SFVT — The Pipeline

0

Continuous Watch scf_watcher.py

A persistent daemon polls the SCF GitHub repository every 60 seconds. It hits the GitHub API, compares the returned commit SHA against the last known SHA stored in .last_scf_commit.

If the SHA differs, a new SCF release has been pushed. The watcher immediately logs the detection, sends an email notification to all stakeholders, and hands off to the pipeline with the new commit SHA.

Detection latency: under 60 seconds from the moment SCF pushes.

1

Archive Protection archive_manager.py

Before touching anything, the system protects the previous run's output. The current SCF Compliance Atlas and all verification artifacts are zipped into a timestamped archive. If the new pipeline run fails, the last known-good output remains intact.

2

Source Acquisition Block 0

The pipeline clones the entire securecontrolsframework/securecontrolsframework repository. It walks every file — the Excel workbook, all 185 STRM PDFs, every config file — and computes SHA-256 for each one.

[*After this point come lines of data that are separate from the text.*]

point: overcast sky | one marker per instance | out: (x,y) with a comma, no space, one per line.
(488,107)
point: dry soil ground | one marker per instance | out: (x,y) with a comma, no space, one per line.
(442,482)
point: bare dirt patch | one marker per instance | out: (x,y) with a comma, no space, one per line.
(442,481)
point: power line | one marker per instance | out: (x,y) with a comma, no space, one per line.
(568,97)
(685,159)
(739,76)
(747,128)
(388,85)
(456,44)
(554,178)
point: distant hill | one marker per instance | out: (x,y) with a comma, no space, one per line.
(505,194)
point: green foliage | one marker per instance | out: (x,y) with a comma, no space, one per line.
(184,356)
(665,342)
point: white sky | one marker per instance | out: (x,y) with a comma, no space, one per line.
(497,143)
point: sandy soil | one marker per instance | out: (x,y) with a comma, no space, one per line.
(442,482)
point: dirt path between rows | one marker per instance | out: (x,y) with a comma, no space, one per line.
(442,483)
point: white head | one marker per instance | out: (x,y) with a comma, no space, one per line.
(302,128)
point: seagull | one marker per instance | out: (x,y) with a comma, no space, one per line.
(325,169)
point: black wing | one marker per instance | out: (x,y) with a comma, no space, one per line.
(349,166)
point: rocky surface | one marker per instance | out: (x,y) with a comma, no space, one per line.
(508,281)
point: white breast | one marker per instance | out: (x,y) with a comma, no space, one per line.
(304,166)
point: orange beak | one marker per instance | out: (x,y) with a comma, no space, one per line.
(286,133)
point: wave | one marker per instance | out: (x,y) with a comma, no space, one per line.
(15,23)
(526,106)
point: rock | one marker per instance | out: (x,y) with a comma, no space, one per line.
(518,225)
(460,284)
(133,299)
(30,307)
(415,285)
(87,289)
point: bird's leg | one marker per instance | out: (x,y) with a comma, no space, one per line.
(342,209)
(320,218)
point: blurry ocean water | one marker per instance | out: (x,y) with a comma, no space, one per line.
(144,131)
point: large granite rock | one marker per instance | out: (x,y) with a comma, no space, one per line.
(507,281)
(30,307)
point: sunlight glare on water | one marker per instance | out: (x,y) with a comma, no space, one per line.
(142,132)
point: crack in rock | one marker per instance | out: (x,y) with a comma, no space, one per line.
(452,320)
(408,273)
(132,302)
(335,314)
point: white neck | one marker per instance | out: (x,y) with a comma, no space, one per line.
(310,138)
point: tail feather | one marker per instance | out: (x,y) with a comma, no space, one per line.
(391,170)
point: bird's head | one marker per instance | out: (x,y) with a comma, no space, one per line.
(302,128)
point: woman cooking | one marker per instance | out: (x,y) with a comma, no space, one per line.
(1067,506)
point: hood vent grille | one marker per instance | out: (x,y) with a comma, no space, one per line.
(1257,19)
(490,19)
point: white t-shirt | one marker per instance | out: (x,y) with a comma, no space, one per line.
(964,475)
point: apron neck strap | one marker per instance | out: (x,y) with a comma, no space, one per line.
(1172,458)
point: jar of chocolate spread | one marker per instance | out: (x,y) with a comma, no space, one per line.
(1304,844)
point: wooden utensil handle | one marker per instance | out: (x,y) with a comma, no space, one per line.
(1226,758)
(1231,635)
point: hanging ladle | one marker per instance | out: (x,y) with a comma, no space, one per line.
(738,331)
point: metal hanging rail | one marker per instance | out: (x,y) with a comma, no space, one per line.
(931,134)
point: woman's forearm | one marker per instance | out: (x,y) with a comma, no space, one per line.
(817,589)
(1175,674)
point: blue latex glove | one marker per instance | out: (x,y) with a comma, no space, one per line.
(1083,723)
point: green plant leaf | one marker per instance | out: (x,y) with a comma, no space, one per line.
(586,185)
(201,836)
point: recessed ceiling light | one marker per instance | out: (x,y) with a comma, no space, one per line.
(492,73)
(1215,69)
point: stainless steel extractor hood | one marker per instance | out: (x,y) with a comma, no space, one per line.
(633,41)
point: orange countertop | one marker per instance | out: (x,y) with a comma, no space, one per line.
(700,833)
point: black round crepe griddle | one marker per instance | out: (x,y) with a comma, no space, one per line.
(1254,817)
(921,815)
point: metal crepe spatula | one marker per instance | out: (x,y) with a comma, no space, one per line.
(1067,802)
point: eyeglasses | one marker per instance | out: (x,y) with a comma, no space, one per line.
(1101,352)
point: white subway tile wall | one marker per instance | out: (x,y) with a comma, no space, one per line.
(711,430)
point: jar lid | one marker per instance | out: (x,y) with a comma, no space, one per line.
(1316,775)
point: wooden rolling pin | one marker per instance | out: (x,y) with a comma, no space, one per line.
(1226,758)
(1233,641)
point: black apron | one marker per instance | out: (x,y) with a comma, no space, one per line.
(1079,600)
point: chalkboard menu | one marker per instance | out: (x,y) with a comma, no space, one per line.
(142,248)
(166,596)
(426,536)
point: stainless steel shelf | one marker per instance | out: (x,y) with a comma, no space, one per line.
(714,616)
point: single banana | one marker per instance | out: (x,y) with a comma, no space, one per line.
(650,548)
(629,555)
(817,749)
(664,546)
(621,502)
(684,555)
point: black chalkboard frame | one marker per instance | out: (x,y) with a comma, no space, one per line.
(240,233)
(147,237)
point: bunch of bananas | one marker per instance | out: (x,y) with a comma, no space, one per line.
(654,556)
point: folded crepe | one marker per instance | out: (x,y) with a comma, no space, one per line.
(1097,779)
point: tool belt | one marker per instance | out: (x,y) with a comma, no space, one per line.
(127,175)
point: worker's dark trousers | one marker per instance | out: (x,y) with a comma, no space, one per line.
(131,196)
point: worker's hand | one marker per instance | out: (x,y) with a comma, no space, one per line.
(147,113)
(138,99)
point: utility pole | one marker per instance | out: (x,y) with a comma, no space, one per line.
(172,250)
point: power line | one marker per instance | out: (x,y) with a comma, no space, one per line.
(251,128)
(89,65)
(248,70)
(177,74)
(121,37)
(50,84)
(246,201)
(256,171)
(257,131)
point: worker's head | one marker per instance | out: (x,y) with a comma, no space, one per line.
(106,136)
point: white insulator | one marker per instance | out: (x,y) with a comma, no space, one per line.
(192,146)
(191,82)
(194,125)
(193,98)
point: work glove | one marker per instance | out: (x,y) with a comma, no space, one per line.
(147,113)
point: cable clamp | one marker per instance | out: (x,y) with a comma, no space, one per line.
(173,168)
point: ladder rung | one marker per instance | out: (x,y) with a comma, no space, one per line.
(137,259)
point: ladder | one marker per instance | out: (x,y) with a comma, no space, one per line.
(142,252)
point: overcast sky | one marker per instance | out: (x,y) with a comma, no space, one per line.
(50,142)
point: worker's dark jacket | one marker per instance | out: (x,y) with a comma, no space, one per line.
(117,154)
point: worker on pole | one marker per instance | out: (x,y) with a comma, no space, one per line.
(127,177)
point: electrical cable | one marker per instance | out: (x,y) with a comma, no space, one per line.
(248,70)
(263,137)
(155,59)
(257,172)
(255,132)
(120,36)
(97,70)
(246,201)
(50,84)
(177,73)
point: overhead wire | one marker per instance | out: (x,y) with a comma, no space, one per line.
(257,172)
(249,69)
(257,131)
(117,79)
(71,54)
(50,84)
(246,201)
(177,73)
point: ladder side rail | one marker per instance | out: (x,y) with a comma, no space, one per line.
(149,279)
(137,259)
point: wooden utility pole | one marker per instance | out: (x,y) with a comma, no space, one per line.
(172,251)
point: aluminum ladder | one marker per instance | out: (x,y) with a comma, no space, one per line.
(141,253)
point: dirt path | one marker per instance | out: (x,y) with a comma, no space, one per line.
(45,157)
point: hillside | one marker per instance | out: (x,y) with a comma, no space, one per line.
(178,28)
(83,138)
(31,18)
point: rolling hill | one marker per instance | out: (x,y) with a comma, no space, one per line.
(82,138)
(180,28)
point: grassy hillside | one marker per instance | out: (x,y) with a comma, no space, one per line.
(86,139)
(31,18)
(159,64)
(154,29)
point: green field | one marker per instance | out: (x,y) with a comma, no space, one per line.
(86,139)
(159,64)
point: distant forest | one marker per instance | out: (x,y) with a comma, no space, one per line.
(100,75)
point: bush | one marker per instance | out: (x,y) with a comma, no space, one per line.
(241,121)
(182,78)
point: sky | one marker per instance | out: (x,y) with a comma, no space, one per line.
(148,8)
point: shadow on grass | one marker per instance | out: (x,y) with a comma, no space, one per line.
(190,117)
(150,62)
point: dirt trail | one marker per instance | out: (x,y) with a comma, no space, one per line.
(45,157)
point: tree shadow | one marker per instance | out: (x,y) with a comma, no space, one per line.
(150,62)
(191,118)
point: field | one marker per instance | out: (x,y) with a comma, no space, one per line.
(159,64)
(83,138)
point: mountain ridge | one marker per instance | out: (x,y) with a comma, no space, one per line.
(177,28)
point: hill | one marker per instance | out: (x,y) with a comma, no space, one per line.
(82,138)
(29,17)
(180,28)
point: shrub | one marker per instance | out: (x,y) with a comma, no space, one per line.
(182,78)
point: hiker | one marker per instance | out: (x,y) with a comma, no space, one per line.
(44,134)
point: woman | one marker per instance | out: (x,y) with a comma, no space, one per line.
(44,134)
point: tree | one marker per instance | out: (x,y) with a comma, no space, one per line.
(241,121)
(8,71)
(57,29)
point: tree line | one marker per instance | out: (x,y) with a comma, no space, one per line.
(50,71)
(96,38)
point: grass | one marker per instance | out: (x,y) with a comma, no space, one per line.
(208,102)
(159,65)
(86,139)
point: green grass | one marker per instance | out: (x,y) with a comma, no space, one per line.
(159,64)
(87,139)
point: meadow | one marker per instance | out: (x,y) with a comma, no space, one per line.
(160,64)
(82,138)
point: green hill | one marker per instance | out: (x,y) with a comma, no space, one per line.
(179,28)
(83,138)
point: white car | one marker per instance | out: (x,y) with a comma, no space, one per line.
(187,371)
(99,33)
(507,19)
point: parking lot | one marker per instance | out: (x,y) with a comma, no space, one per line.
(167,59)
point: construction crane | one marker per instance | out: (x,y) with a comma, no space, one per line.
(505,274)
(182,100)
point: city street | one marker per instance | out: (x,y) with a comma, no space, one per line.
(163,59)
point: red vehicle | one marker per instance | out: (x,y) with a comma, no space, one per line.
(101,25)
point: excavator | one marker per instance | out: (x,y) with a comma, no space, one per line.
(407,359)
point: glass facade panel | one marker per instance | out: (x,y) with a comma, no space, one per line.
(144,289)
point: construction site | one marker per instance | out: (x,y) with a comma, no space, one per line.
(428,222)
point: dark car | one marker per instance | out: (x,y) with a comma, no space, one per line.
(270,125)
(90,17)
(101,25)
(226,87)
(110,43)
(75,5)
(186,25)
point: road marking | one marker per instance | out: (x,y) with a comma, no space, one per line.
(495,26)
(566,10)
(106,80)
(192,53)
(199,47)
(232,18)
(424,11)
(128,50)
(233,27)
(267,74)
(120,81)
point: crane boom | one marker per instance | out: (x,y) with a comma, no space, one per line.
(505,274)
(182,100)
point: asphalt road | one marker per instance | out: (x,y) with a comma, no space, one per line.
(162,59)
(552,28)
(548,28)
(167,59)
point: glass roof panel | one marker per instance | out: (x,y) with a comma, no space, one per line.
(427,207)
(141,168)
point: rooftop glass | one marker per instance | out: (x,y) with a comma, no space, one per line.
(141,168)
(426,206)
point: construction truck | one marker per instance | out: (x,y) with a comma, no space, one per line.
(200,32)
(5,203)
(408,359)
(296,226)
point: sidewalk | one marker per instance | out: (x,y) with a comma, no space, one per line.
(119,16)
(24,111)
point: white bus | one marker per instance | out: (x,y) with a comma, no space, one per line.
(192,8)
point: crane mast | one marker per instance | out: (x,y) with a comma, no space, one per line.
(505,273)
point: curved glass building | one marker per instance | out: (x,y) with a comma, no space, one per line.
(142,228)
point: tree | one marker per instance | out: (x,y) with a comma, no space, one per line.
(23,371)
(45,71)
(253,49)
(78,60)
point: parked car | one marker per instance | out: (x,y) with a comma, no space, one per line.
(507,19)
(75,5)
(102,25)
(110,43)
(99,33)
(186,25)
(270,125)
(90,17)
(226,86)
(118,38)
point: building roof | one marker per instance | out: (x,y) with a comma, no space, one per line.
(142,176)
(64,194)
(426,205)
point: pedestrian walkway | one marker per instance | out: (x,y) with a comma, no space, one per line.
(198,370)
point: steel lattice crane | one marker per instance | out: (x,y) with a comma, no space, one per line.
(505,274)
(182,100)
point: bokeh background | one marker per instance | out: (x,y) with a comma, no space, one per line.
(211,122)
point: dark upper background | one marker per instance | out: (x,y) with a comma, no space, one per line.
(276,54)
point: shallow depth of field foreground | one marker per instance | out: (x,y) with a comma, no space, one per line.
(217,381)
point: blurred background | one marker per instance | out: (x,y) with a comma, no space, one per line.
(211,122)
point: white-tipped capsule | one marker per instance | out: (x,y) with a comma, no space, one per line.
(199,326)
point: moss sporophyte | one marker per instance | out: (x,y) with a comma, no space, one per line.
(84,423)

Writes source_manifest.json with the commit SHA, download timestamp, and per-file hashes. Individual .provenance artifacts are created for each file.

Smart skip: If the source manifest shows we already have this exact commit's data, the download is skipped. The pipeline still re-processes everything from the cached source.

194 files hashed. The source manifest is the first link in the hash chain.

3

Raw Data Split Block 1

The SCF Excel workbook contains 10 sheets. Each is exported as a standalone CSV:

SCF — 1,468 controls (the backbone)
SCF_Domains_Principles — 33 security domains
Threat_Catalog — 41 threat categories
Risk_Catalog — 39 risk categories
Assessment_Objectives — assessment criteria
Evidence_Request_List — evidence mapping
Authoritative_Sources — 249 regulatory frameworks
Compensating_Controls — compensating control guidance
Data_Privacy_Mgmt_Principles — privacy principles
STRM_Mappings — the master Set Theory Relationship Mapping

Each raw CSV is SHA-256 hashed immediately after creation. The combined hash of all 10 chains to Block 0's source hash.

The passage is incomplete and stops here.